Acting ICE Deputy Director Matthew T. Albence promised that “companies who intentionally or knowingly base their business model on an illegal workforce deprive law-abiding citizens and lawful immigrants of employment opportunities…” and will be punished. Hurst reaffirmed that the indictments “mark the beginning and not the end of our investigations and prosecutions.”

Companies that hired illegal aliens to boost their bottom-line profits should be – but probably aren’t – ashamed of themselves. Although the universally made claim among illegal immigrant employers is either that Americans won’t work in poultry processing plants or are less enthusiastic employees than foreign-born labor, the truth is that in the impoverished Jackson, Mississippi, area, any job that offers a competitive salary, safe working conditions and a reasonable benefits package would attract workers.

The most recent U.S. Census Bureau data shows that in Jackson County, the per capita income is $25,300 and 19 percent of its 144,000 population live below the federal poverty line. About 40 percent of Jackson County over age 16 is detached from the labor force. Clearly, then, a sufficient number of potential employees live close enough to the processing facilities so that employers needn’t rely on unlawfully present workers. Moreover, the poultry business is booming. The national per capita consumption is a record 96.5 pounds. Strong sales mean that owners generate enough income to pay their employees a living wage.

The poultry indictments raise ethical questions, a balance sheet of sorts, of who wins and who loses from the effect legal and illegal immigration has on U.S. workers. Immigration, both in the form of illegal border crossers and legally present employment-based visa holders like H-2As and H-2Bs, harms existing U.S. workers as well as the unemployed and under-employed. Immediately after the ICE action, one of the targeted companies hosted a jobs fair that, unsurprisingly given the area’s low-income residents and the sudden unexpected availability of jobs, attracted dozens of prospective American employees.
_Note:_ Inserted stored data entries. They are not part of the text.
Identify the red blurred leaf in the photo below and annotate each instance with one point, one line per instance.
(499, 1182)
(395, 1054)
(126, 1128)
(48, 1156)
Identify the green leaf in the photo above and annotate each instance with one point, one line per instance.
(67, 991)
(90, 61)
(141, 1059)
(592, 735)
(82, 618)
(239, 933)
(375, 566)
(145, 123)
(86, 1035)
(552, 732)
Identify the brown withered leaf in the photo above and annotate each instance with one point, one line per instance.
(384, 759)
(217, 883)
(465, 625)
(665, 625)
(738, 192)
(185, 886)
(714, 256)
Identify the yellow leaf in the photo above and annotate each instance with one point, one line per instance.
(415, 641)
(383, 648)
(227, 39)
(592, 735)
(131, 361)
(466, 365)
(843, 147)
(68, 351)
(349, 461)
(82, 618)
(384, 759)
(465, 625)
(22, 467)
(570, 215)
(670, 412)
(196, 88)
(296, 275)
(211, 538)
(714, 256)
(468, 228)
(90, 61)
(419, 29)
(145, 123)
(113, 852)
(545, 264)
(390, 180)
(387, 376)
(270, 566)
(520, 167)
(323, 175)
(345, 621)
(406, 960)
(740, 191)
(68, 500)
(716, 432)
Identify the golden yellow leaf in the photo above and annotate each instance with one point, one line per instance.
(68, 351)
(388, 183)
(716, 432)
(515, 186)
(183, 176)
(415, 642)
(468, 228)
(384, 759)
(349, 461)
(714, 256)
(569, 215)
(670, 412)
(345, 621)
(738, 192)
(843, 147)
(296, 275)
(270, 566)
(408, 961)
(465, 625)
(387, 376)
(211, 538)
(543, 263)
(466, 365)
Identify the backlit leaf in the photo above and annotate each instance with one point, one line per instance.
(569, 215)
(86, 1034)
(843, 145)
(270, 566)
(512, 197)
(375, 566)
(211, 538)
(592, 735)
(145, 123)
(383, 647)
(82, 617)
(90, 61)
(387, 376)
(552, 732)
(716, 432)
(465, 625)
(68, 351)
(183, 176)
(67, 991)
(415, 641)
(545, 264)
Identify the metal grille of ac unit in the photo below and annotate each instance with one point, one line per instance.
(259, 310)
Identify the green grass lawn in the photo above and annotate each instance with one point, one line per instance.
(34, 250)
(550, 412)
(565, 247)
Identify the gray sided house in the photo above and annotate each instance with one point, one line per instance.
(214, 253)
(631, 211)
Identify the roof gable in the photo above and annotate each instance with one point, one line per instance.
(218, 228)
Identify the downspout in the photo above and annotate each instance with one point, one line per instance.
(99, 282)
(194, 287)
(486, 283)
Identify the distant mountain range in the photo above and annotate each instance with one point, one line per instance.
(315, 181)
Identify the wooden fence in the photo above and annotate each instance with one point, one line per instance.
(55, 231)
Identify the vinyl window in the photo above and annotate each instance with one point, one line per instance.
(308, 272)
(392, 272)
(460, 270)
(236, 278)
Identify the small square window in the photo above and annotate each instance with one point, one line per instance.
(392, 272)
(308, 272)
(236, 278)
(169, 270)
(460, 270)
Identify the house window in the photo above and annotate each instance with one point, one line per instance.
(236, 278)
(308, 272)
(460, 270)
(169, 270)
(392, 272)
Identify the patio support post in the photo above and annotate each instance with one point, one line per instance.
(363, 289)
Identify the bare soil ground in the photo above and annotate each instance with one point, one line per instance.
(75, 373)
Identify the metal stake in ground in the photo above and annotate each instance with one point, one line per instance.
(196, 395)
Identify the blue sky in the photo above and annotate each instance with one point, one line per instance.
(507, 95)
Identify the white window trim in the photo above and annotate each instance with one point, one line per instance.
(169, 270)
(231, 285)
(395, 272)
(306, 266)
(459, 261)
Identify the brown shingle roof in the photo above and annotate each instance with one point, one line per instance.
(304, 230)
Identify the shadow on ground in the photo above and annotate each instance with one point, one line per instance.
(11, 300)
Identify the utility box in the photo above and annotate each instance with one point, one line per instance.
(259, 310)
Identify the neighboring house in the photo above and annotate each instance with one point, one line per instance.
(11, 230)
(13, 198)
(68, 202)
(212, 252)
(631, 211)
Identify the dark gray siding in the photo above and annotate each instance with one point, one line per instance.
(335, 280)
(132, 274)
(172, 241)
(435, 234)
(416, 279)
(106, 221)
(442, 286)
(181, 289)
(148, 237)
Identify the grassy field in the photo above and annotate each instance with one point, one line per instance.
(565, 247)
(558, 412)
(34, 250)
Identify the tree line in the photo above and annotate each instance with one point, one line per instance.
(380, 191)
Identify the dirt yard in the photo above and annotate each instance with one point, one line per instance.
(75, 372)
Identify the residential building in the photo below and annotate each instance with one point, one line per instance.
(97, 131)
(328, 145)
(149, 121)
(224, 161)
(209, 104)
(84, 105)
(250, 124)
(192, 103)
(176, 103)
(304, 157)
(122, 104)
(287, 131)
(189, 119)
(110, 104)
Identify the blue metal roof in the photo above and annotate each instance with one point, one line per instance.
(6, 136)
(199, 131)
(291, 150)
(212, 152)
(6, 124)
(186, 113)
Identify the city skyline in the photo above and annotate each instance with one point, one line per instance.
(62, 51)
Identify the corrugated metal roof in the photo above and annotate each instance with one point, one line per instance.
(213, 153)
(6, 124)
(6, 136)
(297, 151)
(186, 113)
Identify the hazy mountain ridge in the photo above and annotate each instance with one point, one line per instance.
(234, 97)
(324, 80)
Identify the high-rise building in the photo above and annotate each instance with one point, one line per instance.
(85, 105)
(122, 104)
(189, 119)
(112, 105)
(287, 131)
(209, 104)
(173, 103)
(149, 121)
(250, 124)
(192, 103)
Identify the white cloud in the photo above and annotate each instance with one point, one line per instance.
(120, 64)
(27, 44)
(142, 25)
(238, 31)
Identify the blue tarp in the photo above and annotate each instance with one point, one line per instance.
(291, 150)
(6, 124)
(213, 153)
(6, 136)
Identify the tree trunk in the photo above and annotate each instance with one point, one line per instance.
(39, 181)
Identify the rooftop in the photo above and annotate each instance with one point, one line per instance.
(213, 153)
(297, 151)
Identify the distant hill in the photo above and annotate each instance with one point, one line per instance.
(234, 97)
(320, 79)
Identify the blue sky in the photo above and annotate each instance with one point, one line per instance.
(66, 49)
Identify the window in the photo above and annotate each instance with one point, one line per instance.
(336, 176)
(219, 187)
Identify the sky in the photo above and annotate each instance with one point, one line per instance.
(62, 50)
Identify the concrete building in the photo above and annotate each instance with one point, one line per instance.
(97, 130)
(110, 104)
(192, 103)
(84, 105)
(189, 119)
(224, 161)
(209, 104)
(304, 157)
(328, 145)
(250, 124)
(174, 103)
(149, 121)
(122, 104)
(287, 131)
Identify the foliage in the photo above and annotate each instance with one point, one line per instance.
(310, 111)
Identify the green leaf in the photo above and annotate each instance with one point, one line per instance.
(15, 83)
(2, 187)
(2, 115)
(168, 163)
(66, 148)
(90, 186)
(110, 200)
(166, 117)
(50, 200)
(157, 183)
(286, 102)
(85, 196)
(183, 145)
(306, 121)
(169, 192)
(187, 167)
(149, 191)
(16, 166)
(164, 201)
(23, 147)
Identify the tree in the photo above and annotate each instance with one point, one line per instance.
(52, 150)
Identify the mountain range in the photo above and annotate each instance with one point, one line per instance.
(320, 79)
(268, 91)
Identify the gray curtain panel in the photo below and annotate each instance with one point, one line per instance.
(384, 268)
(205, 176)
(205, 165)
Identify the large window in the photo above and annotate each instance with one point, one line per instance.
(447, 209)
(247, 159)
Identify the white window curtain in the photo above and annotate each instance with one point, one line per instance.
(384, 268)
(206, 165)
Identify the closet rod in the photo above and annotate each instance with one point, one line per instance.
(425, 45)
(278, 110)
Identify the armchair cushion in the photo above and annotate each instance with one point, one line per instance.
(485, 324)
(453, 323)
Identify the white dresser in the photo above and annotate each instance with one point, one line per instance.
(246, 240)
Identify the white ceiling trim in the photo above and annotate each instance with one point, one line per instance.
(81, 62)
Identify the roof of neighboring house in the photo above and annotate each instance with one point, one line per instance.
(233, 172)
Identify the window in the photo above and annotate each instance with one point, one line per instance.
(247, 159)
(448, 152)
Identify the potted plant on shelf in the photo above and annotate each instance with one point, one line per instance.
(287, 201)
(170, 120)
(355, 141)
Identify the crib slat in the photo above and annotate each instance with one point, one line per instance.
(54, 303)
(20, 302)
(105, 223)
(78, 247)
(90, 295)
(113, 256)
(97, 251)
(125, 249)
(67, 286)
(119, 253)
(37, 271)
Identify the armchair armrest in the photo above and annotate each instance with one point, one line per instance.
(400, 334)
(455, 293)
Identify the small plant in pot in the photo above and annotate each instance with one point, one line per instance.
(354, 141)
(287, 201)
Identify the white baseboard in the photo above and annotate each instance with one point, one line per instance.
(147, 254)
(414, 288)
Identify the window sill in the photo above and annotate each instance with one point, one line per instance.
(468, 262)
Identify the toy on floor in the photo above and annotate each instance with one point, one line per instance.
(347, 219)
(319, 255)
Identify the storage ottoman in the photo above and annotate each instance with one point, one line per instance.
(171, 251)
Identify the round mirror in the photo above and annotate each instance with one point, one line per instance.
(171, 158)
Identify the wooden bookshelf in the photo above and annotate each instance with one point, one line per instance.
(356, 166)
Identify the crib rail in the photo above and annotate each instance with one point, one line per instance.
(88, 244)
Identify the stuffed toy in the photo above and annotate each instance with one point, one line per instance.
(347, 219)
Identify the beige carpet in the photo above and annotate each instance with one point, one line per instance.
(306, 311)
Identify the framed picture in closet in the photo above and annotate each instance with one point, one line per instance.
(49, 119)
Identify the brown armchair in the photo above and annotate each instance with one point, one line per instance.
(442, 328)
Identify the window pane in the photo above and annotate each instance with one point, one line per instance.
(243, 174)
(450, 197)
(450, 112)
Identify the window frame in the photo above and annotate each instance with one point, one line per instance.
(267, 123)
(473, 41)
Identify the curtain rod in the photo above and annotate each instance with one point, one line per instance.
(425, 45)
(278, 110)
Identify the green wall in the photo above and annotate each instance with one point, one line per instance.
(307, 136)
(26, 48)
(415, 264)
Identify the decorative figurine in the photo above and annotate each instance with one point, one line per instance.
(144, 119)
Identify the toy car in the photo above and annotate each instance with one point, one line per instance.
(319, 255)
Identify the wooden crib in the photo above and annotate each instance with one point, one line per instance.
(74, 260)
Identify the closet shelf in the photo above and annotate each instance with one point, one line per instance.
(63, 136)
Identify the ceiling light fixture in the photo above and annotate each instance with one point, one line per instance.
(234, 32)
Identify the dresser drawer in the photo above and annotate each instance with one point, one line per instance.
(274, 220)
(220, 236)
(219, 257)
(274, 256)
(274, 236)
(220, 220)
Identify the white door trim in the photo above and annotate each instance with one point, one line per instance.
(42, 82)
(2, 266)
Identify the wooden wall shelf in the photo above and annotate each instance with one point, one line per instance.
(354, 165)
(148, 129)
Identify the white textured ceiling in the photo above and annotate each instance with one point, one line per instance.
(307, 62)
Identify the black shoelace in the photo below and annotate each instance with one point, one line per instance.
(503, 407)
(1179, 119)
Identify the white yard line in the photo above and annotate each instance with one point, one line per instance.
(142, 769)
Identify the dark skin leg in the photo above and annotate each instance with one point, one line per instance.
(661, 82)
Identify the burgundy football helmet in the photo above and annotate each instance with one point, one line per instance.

The takeaway: many Americans would do poultry processing jobs.

But immigration politics poses a formidable challenge that American workers have found increasingly difficult to overcome. A Congress purposely blind to the fallout from what has been an uninterrupted 30-year immigration flow hinders workers. Border and interior immigration enforcement has been scant. Preposterous and illegal practices like sanctuary cities, states and counties, of which Jackson is one, encourage illegal immigration.

Summarizing the hypothetical immigration balance sheet, the winners are employers who illegally hire immigrants, pay them lower wages than Americans would accept, and too often exploit their international workers who have little choice but to endure poor treatment or risk being sent home. The losers are U.S. workers who foreign-born workers have displaced, and their families, abandoned by Congress.

As for the immigrants themselves, no one knows the conditions from which they migrated or what lifestyle they maintain in the U.S. At best, their circumstances are mixed; they’re employed, and they have a shot at the American dream, possible citizenship and better education for their children. On the other hand, the immigrants are toiling in demanding conditions, and are thousands of miles from their home, their culture and their native language.

Beyond dispute, however, is the detrimental effect continuous immigration has on U.S. workers and how it depresses earnings. In his Washington Post op-ed titled “Higher Pay for Low-Wage Earners,”  George Washington University economics professor emeritus Robert M. Dunn, Jr. wrote that if Congress wants to boost low-wage Americans’ earnings and end income inequality, “it must severely restrict the inflow of unskilled workers from abroad….”

The Post published Dunn’s opinion piece in 1992. Since then, four presidents, two Republicans and two Democrats, and Republican- and Democratic-controlled congresses, have failed at one of their most fundamental responsibilities – protecting American workers.